Vorschau auf die kommende Börsenwoche: Nvidia kann die Aktienmärkte nur ganz kurz beflügeln. Und der Dax kämpft um die 23 000er Marke. War es das mit der erhofften Jahresendrallye?
Der Höhepunkt der Vorwoche am US-Aktienmarkt wirkt in besonderer Weise global nach: Superchip-Hersteller Nvidia – nach Börsenkapitalisierung teuerstes Unternehmen der Welt – hat mit seinen Quartalszahlen die Erwartungen sogar noch übertroffen. Prompt kletterte die Aktie, um bis zum Wochenende gleich wieder deutlich abzufallen. Nun ist von einem Strohfeuer die Rede – und die Angst vor einer platzenden KI-Blase ist wieder virulent. Ist ja auch logisch, dass allein Nvidia die ohnehin schon astronomisch hohen Bewertungen der Techüberflieger nicht immer weiter nach oben ziehen kann.
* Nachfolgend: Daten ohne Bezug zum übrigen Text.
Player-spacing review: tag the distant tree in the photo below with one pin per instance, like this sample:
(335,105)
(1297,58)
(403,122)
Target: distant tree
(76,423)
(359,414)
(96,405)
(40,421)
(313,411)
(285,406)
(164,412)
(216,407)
Am grundlegenden Problem habe sich nichts geändert, analysieren die Strategen von LBBW Research. So lange die US-Giganten immer mehr und größere KI-Rechenzentren auf die grüne Wiese stellen, würden die Verkaufszahlen der KI-Halbleiterunternehmen hoch bleiben. Doch die Sorge vor Überkapazitäten wächst. Zu lange könnte es dauern, bis sich die riesigen Investitionen amortisieren, die zudem durch den Aufbau immenser Schuldenberge bezahlt werden. Ferner sei nicht absehbar, ob es Protagonisten wie OpenAI tatsächlich gelingt, KI-Sprachmodelle in hohe Profite zu verwandeln. Wenn Unternehmen aus dem KI-Sektor straucheln, wären auch die Chip-Produzenten davon tangiert.
Die LBBW-Analysten fühlen sich an das Platzen der Dotcom-Blase erinnert – mit heiß gelaufenen Märkten, sehr hohen Bewertungen und der Abhängigkeit des Marktes von nur einem einzigen Sektor. Ein „hochexplosives Gemisch“. Auch laut einer Fondsmanager-Umfrage der Bank of America glaubt mehr als die Hälfte der Befragten, dass KI-Aktien in einer Blase stecken.
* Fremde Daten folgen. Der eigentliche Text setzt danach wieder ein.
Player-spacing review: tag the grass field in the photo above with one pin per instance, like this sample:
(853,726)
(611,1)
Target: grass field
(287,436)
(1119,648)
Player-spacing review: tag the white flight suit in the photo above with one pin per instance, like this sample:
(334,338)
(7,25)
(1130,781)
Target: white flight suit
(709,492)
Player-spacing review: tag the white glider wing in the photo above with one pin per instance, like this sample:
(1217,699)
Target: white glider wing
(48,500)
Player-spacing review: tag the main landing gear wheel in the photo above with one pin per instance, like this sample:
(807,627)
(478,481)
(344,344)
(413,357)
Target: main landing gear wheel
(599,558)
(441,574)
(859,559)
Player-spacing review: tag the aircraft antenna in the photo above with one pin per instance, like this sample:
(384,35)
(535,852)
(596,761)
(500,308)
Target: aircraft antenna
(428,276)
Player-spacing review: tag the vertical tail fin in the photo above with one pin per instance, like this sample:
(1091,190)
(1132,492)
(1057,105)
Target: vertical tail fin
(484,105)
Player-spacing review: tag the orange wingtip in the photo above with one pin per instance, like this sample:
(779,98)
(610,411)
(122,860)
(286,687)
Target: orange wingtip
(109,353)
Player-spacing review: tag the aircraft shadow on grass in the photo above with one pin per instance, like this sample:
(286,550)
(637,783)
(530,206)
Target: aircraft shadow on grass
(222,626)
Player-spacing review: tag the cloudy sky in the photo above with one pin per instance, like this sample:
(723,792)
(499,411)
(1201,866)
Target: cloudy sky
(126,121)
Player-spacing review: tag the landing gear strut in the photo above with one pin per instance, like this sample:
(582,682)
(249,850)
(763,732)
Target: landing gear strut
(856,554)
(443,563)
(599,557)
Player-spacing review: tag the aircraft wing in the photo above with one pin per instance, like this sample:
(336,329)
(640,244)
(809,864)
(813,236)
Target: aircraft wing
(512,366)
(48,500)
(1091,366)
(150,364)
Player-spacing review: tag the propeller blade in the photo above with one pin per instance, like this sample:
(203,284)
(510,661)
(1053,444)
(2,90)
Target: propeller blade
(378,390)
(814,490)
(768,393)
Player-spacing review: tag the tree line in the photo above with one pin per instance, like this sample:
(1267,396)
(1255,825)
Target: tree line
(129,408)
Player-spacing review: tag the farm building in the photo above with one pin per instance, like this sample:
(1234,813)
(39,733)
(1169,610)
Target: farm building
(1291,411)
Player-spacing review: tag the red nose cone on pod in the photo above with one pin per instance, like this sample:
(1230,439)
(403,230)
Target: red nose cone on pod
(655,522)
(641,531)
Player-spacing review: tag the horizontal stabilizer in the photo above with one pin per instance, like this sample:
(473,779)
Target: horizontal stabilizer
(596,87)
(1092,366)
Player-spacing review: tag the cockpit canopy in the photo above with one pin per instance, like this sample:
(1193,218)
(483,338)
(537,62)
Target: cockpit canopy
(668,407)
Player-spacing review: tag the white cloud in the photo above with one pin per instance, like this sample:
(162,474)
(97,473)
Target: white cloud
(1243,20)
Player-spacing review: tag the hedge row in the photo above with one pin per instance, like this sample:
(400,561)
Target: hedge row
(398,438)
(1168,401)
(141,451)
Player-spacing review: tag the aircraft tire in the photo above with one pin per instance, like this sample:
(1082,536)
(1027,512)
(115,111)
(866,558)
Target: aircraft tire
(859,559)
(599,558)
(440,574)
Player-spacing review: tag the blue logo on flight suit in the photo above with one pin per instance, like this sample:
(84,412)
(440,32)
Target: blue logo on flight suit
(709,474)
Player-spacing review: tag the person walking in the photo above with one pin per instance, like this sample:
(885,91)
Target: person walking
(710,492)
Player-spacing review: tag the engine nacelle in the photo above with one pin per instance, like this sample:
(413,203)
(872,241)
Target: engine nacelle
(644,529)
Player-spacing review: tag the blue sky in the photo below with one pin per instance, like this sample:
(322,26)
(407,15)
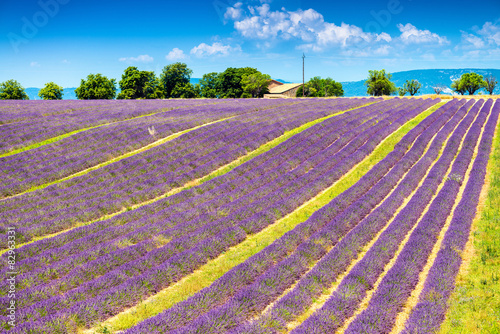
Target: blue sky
(65,40)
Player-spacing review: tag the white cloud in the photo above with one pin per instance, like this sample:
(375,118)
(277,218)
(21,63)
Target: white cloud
(139,59)
(411,35)
(216,49)
(175,54)
(470,41)
(491,33)
(484,42)
(307,26)
(234,13)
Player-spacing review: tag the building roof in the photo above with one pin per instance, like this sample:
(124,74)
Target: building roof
(283,88)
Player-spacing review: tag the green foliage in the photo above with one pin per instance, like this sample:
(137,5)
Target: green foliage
(96,87)
(412,87)
(174,80)
(137,84)
(438,89)
(491,83)
(184,91)
(51,91)
(379,83)
(308,91)
(229,82)
(12,90)
(468,82)
(317,87)
(208,85)
(458,87)
(255,85)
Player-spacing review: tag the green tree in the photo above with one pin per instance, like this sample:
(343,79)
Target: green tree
(96,87)
(458,87)
(308,91)
(174,79)
(318,87)
(469,82)
(184,91)
(491,83)
(51,91)
(379,83)
(439,88)
(412,86)
(137,84)
(229,82)
(255,84)
(208,85)
(332,87)
(472,82)
(12,90)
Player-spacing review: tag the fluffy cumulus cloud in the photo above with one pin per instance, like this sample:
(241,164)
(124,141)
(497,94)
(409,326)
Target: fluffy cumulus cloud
(481,42)
(176,54)
(490,33)
(138,59)
(216,49)
(307,26)
(411,35)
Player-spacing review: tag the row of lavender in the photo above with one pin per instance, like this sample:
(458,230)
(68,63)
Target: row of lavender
(132,218)
(229,302)
(430,310)
(47,119)
(134,288)
(88,148)
(362,278)
(201,195)
(328,269)
(247,186)
(154,172)
(397,285)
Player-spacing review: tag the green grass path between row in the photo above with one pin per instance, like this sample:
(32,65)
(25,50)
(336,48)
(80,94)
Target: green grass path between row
(475,303)
(214,269)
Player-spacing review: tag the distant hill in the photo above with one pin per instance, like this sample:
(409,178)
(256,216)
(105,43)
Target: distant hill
(428,79)
(68,93)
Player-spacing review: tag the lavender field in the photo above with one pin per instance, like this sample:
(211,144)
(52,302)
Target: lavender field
(239,215)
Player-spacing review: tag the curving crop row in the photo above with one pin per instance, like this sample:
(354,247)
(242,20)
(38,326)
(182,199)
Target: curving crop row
(252,300)
(185,200)
(148,231)
(397,285)
(327,270)
(246,273)
(27,123)
(83,150)
(351,291)
(112,198)
(429,313)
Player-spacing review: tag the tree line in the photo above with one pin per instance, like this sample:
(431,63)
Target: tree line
(245,82)
(379,83)
(173,82)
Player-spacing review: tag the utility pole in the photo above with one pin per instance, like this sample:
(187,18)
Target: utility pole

Der Dax hat in der Vorwoche mehr als drei Prozent verloren und hängt nun wieder auf dem Niveau von Mitte Juni. Diese schlechte Stimmung dürfte er in die neue Woche mitnehmen, in der er womöglich den Kampf um die 23 000er Marke verliert. Jahresendrallye adé? Am Montag steht der Ifo-Geschäftsklimaindex auf der Agenda. Immerhin: es werden leicht höhere Werte als noch im Vormonat erwartet. Am Freitag werden vorläufige November-Inflationszahlen vermeldet.